Predator/Prey Interactions

University of Wisconsin-Madison limnologist David B. Lewis conducted a study of predator prey interactions between freshwater snails and Crayfish.  His work was published in, Trade-Offs Between Growth And Survival: Responses Of Freshwater Snails To Predacous Crayfish (Lewis, 2001).  Lewis' snail of choice to study this interaction was Amnicola limosa. Two questions where posed by Lewis, one "whether the habitat association of snails is influenced by Crayfish, owing either to a behavioral response or to differential vulnerability among habitats. Second, I examine whether the growth of snails is affected by their responses to predation risk from Crayfish (Lewis, 2001)." 

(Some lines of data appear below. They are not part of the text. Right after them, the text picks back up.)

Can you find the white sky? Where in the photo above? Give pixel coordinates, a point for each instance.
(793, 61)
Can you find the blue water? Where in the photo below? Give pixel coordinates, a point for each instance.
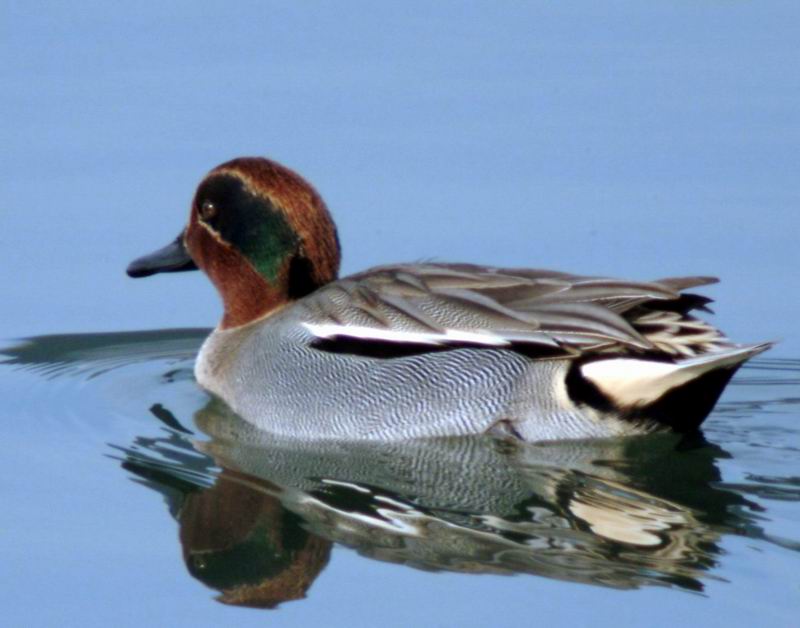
(624, 139)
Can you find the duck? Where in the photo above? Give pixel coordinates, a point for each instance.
(427, 350)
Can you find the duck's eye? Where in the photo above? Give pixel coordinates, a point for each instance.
(207, 210)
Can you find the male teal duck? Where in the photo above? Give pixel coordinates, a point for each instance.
(424, 350)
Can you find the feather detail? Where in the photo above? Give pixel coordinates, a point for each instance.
(463, 304)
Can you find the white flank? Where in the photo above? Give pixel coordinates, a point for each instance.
(389, 335)
(631, 382)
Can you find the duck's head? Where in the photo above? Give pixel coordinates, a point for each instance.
(260, 232)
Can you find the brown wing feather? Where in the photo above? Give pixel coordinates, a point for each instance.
(444, 303)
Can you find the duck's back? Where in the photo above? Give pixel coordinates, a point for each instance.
(386, 356)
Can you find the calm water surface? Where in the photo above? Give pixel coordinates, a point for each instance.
(142, 492)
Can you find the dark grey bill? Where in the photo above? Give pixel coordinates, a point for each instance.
(172, 258)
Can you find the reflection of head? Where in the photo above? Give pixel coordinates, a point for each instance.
(237, 539)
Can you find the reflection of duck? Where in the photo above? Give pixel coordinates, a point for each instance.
(577, 511)
(622, 514)
(430, 349)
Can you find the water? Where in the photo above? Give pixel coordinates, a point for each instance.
(140, 482)
(631, 139)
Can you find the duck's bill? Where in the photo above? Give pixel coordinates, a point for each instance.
(172, 258)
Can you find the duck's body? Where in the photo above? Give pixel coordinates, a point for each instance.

Lewis observed that snails live more on bottom sediments where food is more plentiful when lakes lack abundant Crayfish populations (Lewis, 2001).  In lakes with abundant Crayfish populations snails tended to crawl up vegetation and other such elevated objects where food was scarce to avoid predation.  He also observed that more snails survived in habitats with abundant crawl up area than habitats with no or little crawl up area (Lewis, 2001).  His experiments backed his observations and he came to the conclusion that, "Crayfish likely impose a growth cost on snails through both direct and indirect pathways (Lewis, 2001)."  They do this by scaring snails vertically where they are not allowed to forage freely.

In one of his experiments entitled, "Differential Mortality", he compared A. limosa to Campeloma crassula (because of there similar morphologically but differing size, C. crassula being much larger) to, "Infer whether field patterns of snail distribution could derive from differential vulnerability among habitats (Lewis, 2001)."